The 2021 data “marks a new milestone in that decadeslong trend,” Fry found.
25% of U.S. 40-year-olds have never been married. That's a historic first. The previous historical high point was 1910 when 16% of U.S. 40-year-olds had never been married. https://t.co/XaJqvy7Q3c pic.twitter.com/nYfw47UsbE
— Richard Fry (@r_fry1) June 28, 2023
Census Bureau data showed that while many unmarried 40-year-olds cohabitated with a romantic partner, most were on their own. In 2022, 22 percent of adults between the ages of 40 and 44 who had never been married were cohabiting.
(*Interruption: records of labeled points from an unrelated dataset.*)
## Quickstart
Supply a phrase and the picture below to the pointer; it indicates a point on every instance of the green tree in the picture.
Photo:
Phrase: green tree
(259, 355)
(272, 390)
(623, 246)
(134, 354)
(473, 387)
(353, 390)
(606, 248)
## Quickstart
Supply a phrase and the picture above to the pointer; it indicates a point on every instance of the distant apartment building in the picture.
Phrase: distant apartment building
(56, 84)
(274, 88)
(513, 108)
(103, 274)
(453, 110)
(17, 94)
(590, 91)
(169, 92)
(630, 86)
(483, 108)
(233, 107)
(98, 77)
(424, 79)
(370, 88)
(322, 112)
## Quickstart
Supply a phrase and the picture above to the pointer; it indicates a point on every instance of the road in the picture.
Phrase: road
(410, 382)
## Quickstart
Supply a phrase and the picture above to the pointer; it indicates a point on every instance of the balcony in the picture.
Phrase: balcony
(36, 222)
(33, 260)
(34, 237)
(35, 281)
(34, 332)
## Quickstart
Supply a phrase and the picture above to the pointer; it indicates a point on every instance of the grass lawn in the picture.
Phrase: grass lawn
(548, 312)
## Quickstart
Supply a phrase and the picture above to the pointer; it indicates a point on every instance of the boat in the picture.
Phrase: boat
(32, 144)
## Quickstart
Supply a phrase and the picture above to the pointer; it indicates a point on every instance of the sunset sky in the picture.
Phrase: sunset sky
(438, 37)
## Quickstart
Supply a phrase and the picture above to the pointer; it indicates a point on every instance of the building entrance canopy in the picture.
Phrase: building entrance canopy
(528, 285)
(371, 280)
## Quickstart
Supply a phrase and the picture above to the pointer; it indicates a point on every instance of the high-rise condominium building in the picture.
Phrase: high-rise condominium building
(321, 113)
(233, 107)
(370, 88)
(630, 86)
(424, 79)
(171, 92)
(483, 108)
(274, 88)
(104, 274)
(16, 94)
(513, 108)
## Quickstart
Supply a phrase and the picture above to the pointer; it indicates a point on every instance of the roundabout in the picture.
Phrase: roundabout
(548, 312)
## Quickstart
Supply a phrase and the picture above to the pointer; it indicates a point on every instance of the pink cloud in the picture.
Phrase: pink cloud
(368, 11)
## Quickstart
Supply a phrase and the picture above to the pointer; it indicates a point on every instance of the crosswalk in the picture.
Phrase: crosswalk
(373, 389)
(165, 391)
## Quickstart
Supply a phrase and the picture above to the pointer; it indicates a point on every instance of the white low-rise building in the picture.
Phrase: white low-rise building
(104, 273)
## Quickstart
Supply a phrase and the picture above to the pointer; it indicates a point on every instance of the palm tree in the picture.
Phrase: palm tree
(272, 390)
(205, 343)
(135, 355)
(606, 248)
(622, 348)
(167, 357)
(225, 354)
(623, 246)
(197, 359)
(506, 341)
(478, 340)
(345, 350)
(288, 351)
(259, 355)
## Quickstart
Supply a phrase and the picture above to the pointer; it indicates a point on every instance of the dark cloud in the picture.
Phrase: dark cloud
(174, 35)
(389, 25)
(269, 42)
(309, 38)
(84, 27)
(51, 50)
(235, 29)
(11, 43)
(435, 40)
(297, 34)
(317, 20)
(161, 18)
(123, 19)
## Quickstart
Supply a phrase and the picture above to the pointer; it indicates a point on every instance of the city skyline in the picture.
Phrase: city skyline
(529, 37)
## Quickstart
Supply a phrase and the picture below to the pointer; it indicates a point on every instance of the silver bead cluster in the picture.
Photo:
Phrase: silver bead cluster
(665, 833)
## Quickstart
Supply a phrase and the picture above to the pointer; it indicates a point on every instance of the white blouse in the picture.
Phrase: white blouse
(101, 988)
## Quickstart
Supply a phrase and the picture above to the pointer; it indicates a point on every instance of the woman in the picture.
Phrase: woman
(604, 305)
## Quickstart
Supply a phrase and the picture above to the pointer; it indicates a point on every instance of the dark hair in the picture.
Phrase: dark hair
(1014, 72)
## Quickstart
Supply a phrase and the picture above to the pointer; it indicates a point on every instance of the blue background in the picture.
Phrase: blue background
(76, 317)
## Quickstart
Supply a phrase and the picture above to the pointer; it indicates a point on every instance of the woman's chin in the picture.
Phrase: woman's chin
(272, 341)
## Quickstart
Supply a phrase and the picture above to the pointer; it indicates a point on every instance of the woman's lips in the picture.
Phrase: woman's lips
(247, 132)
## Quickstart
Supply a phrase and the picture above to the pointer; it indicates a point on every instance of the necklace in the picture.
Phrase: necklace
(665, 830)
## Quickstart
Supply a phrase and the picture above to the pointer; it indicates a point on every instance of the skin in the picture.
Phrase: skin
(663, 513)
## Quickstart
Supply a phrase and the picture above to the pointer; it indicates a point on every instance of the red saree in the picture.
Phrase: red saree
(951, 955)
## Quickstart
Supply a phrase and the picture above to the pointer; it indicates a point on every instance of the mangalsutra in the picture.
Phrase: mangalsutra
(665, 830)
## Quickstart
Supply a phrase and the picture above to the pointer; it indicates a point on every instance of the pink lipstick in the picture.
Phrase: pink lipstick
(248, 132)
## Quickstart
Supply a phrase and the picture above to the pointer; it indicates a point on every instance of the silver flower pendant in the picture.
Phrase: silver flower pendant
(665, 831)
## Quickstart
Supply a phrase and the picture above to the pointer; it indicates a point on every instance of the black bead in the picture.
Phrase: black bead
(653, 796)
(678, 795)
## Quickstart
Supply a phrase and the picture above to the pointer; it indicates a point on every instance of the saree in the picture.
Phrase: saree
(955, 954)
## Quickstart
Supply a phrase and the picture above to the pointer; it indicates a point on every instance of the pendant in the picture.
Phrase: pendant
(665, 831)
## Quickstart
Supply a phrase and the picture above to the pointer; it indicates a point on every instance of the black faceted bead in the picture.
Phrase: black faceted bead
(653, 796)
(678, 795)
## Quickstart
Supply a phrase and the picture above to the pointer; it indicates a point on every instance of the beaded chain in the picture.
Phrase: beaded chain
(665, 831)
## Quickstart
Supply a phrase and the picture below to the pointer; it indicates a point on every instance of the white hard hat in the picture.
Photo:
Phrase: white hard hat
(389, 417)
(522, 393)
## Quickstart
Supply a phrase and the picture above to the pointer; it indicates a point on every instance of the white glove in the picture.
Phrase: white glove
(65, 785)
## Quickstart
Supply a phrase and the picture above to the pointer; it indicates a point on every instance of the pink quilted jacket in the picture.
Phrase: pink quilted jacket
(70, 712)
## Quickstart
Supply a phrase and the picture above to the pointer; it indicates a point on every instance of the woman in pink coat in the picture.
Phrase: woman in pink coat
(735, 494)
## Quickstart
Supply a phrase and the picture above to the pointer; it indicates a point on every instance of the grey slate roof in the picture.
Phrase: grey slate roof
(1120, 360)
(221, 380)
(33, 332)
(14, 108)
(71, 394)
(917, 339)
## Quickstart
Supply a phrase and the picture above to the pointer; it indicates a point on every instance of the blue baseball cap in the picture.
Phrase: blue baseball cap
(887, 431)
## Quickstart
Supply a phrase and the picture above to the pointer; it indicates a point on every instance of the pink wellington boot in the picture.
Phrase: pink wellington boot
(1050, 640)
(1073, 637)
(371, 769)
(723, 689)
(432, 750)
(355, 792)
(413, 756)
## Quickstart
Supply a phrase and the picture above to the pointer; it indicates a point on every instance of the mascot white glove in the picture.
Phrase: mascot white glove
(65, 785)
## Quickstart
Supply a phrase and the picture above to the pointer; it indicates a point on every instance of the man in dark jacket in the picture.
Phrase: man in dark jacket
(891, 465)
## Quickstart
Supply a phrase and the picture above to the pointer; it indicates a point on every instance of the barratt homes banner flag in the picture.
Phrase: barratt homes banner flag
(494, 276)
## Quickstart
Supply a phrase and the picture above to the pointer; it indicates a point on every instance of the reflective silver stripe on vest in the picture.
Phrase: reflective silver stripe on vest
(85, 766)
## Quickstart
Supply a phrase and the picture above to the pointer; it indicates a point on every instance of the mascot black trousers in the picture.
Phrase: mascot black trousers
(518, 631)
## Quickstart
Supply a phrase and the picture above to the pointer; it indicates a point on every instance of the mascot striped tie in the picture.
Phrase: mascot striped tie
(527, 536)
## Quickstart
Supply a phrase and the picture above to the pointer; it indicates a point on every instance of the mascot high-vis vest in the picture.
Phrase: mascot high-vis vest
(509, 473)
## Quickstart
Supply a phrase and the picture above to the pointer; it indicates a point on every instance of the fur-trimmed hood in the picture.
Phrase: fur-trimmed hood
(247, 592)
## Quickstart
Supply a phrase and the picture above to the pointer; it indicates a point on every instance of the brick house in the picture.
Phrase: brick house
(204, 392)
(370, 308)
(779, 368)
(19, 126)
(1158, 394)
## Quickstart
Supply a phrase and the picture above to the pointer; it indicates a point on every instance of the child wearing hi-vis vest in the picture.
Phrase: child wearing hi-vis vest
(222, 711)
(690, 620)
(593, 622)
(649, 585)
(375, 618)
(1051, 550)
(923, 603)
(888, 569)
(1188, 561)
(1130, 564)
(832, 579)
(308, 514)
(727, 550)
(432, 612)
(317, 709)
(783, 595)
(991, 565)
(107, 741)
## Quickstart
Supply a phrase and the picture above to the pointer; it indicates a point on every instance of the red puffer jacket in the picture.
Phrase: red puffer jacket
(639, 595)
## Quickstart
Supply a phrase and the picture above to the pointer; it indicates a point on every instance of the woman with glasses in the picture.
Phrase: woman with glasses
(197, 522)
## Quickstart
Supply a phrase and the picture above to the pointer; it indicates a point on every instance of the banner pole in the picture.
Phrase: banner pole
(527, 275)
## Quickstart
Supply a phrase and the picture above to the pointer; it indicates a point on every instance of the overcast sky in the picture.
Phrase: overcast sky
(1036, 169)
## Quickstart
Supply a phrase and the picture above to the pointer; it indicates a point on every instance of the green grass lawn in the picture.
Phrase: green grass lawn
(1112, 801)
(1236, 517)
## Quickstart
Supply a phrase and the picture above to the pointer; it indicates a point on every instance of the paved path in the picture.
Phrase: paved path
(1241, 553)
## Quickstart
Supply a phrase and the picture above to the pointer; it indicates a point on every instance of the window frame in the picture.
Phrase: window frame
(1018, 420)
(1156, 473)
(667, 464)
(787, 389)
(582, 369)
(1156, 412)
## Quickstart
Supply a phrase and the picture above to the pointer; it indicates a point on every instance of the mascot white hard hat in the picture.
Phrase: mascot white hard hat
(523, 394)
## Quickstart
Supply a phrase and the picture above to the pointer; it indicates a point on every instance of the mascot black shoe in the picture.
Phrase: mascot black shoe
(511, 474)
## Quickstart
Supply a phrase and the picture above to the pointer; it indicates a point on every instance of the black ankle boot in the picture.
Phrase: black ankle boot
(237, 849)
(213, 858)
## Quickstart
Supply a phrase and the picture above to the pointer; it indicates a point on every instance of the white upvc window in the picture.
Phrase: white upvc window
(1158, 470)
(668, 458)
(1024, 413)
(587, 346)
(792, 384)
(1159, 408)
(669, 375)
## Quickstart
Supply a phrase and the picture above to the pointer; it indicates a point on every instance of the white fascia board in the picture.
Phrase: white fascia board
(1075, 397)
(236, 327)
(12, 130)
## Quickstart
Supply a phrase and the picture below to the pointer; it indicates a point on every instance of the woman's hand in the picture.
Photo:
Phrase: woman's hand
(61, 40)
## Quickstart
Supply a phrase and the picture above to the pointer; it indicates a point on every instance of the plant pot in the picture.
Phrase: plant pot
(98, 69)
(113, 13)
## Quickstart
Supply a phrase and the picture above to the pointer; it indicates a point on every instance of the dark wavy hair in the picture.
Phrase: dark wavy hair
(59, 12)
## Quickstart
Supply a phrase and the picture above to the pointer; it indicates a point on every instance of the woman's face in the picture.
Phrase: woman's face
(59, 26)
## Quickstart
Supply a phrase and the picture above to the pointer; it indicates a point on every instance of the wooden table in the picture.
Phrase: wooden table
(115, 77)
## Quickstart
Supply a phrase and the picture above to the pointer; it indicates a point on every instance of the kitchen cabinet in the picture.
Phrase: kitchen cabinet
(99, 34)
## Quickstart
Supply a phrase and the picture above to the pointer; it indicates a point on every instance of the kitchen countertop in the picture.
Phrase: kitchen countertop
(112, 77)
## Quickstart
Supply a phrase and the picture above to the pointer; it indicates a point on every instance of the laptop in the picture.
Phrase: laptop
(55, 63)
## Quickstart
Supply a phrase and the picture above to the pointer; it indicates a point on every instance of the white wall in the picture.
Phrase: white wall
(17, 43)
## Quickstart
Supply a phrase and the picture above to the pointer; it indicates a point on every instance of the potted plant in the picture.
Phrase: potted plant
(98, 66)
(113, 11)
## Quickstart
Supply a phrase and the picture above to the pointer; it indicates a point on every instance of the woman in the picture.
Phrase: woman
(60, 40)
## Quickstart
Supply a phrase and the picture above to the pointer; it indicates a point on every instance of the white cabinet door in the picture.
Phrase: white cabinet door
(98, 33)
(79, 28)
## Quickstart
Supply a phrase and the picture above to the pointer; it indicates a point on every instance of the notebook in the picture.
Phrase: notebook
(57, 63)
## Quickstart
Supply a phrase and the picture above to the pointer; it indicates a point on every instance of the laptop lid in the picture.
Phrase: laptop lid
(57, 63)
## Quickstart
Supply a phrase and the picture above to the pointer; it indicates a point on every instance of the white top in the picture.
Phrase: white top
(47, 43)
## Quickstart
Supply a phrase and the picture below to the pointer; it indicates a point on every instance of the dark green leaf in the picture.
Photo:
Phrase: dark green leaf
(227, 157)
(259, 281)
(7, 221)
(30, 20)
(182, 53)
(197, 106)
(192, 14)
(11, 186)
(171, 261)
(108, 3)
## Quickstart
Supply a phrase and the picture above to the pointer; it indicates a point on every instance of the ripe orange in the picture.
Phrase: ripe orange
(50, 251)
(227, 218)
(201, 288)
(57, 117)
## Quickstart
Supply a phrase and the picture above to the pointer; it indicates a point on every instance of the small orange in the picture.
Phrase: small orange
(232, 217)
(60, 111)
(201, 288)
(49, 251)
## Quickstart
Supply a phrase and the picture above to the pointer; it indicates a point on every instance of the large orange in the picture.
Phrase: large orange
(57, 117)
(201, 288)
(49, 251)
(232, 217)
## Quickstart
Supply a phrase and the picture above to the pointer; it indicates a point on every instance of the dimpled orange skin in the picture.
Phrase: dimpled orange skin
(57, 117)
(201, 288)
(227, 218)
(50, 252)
The percentage of 40-year-olds in 2021 who had never tied the knot differed by demographic, Fry found. Men were more likely than women to have never married, as were black 40-year-olds, compared to Hispanics, whites, and Asians of the same age.
Forty-year-olds without four-year college degrees were also more likely than those with bachelor’s degrees or higher to be unmarried.
“One-third of those with a high school diploma or less had never married, compared with 26 percent of those with some college education and 18 percent of those with a bachelor’s degree or more education,” according to the analysis.
In 2021, Black 40-year-olds were much more likely to have never married compared with Hispanic, White and Asian 40-year-olds. https://t.co/I4JxIBkenr pic.twitter.com/gG36hnl2SF
— Pew Research Center (@pewresearch) June 29, 2023
Fry wrote that the overall decline in the percentage of 40-year-olds who have said “I do” is “especially notable” because the share of 40-year-olds who have at least a bachelor’s degree was much higher in 2021 than in 1980, 39 percent to 18 percent. Even so, 40-year-olds with more education are more likely to be married, but the growth of this demographic “has not reversed the overall trend of delaying or forgoing marriage,” Fry wrote.
“To be sure, we can’t assume that if someone has not married by age 40, they never will,” Fry concluded. “In fact, about one-in-four 40-year-olds who had not married in 2001 had done so by age 60. If that pattern holds, a similar share of today’s never-married 40-year-olds will marry in the coming decades.”